中来查找潜在 tuple1 列表和潜在 tuple3 列表中的项目之间的匹配项
import itertools
import datetime
ts = datetime.datetime.now()
print("Reading file")
tuples = []
with open("Sample_data.txt") as f:
for line in f:
line = line.strip()
line = line.replace("(", "").replace(")", "")
t = tuple(int(x) for x in line.split(","))
tuples.append(t)
print(f"loaded {len(tuples)} tuples")
print("Building match 1-2")
match_21 = {}
for t2 in range(1, len(tuples)-1):
matches_for_t2 = []
for t1 in range(t2):
if tuples[t1][0] < tuples[t2][1] and set(tuples[t1]).isdisjoint(tuples[t2]):
matches_for_t2.append(t1)
match_21[t2] = matches_for_t2
print(len(match_21))
print("Building match 2-3")
match_23 = {}
for i in range(1, len(tuples)-1):
matches_for_i = []
for j in range(i+1, len(tuples)):
if tuples[i][1] < tuples[j][2] and set(tuples[i]).isdisjoint(tuples[j]):
matches_for_i.append(j)
match_23[i] = matches_for_i
print(len(match_23))
print("Building match 1-3")
match_13 = set()
for t1 in range(0, len(tuples)-2):
for t3 in range(t1 + 1, len(tuples)):
if tuples[t1][0] < tuples[t3][2] and set(tuples[t1]).isdisjoint(tuples[t3]):
match_13.add((t1, t3))
print(len(match_13))
print("Looking for matches")
counter = 0
max_t2 = len(tuples)-1
# max_t2 = 20 # for debugging
matches = []
for t2 in range(1, max_t2):
potential_t1 = match_21[t2]
potential_t3 = match_23[t2]
for t1, t3 in itertools.product(potential_t1, potential_t3):
if (t1, t3) in match_13:
match = (t1, t2, t3)
matches.append(match)
print(".", end="")
print(len(matches))
print(matches[:10])
print("Time to create : ", datetime.datetime.now() - ts)
这在我的笔记本电脑上大约需要 2:15 分钟。
选项 2 - 使用 pandas
另一种选择是利用 pandas 的强大功能来合并多个数据集。它更快,但并没有快得多。
print("Reading file")
tuples = []
with open("Sample_data.txt") as f:
for line in f:
line = line.strip()
line = line.replace("(", "").replace(")", "")

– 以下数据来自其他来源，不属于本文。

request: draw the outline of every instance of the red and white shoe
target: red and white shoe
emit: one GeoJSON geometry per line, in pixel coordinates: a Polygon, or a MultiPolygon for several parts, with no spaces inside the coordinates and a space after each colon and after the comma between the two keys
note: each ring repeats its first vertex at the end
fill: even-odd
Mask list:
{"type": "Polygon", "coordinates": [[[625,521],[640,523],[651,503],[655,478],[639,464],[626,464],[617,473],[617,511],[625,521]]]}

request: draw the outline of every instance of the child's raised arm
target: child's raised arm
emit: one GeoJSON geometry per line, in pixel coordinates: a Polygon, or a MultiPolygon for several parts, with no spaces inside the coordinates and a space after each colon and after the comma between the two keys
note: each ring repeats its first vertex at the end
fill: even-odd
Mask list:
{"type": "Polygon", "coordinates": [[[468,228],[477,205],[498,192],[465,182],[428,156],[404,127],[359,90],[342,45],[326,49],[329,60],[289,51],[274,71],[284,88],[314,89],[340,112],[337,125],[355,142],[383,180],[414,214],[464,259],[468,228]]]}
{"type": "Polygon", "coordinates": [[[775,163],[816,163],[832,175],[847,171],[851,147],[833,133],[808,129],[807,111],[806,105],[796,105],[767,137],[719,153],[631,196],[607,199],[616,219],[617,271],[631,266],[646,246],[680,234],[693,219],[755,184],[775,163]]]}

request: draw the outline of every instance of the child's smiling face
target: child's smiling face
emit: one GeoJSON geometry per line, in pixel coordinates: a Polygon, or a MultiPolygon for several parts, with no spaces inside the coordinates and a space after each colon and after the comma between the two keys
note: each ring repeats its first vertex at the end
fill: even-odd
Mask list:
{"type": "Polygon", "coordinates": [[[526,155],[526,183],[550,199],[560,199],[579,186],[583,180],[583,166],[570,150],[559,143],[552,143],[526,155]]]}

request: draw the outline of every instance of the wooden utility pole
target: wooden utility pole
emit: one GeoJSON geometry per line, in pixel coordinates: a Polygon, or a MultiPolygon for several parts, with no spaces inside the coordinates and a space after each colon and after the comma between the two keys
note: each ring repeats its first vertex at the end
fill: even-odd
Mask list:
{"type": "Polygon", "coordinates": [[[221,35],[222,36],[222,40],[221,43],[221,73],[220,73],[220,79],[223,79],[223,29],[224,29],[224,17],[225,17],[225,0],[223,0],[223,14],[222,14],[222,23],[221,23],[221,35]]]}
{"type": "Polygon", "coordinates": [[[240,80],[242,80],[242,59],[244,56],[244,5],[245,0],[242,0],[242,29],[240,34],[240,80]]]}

t = tuple(int(x) for x in line.split(","))
tuples.append(t)
tuple_df = pd.DataFrame.from_records(tuples)
tuple_df.reset_index(inplace = True)
t = pd.merge(tuple_df.assign(dummy = 1), tuple_df.assign(dummy = 1),
on = "dummy", suffixes=["_t1", "_t2"])
# create 1-2 match
m_12 = t[(t.index_t1 < t.index_t2) & (t["0_t1"] < t["1_t2"])]
cond = (m_12["0_t1"] != m_12["0_t2"]) & (m_12["1_t1"] != m_12["0_t2"]) & (m_12["2_t1"] != m_12["0_t2"]) & \
(m_12["0_t1"] != m_12["1_t2"]) & (m_12["1_t1"] != m_12["1_t2"]) & (m_12["2_t1"] != m_12["1_t2"]) & \
(m_12["0_t1"] != m_12["2_t2"]) & (m_12["1_t1"] != m_12["2_t2"]) & (m_12["2_t1"] != m_12["2_t2"])
m_12 = m_12[cond]
# create 2-3 match
t = pd.merge(tuple_df.assign(dummy = 1), tuple_df.assign(dummy = 1),
on = "dummy", suffixes=["_t2", "_t3"])
m_23 = t[(t.index_t2 < t.index_t3) & (t["1_t2"] < t["2_t3"])]
cond = (m_23["0_t2"] != m_23["0_t3"]) & (m_23["1_t2"] != m_23["0_t3"]) & (m_23["2_t2"] != m_23["0_t3"]) & \
(m_23["0_t2"] != m_23["1_t3"]) & (m_23["1_t2"] != m_23["1_t3"]) & (m_23["2_t2"] != m_23["1_t3"]) & \
(m_23["0_t2"] != m_23["2_t3"]) & (m_23["1_t2"] != m_23["2_t3"]) & (m_23["2_t2"] != m_23["2_t3"])
m_23 = m_23[cond]
# create 1-3 match
on = "dummy", suffixes=["_t1", "_t3"])
m_13 = t[(t.index_t1 < t.index_t3) & (t["0_t1"] < t["2_t3"])]
cond = (m_13["0_t1"] != m_13["0_t3"]) & (m_13["1_t1"] != m_13["0_t3"]) & (m_13["2_t1"] != m_13["0_t3"]) & \
(m_13["0_t1"] != m_13["1_t3"]) & (m_13["1_t1"] != m_13["1_t3"]) & (m_13["2_t1"] != m_13["1_t3"]) & \
(m_13["0_t1"] != m_13["2_t3"]) & (m_13["1_t1"] != m_13["2_t3"]) & (m_13["2_t1"] != m_13["2_t3"])
m_13 = m_13[cond]
# Merge 1-2 and 2-3
m_123 = pd.merge(m_12[["index_t1", "index_t2"]], m_23[["index_t2", "index_t3"]], on="index_t2")
# filter by valid 1-3 matches
res = pd.merge(m_123, m_13[["index_t1", "index_t3"]], on = ["index_t1", "index_t3"], how = "inner")
总而言之,这在我的笔记本电脑上大约需要 1:15 分钟(但需要大量内存)。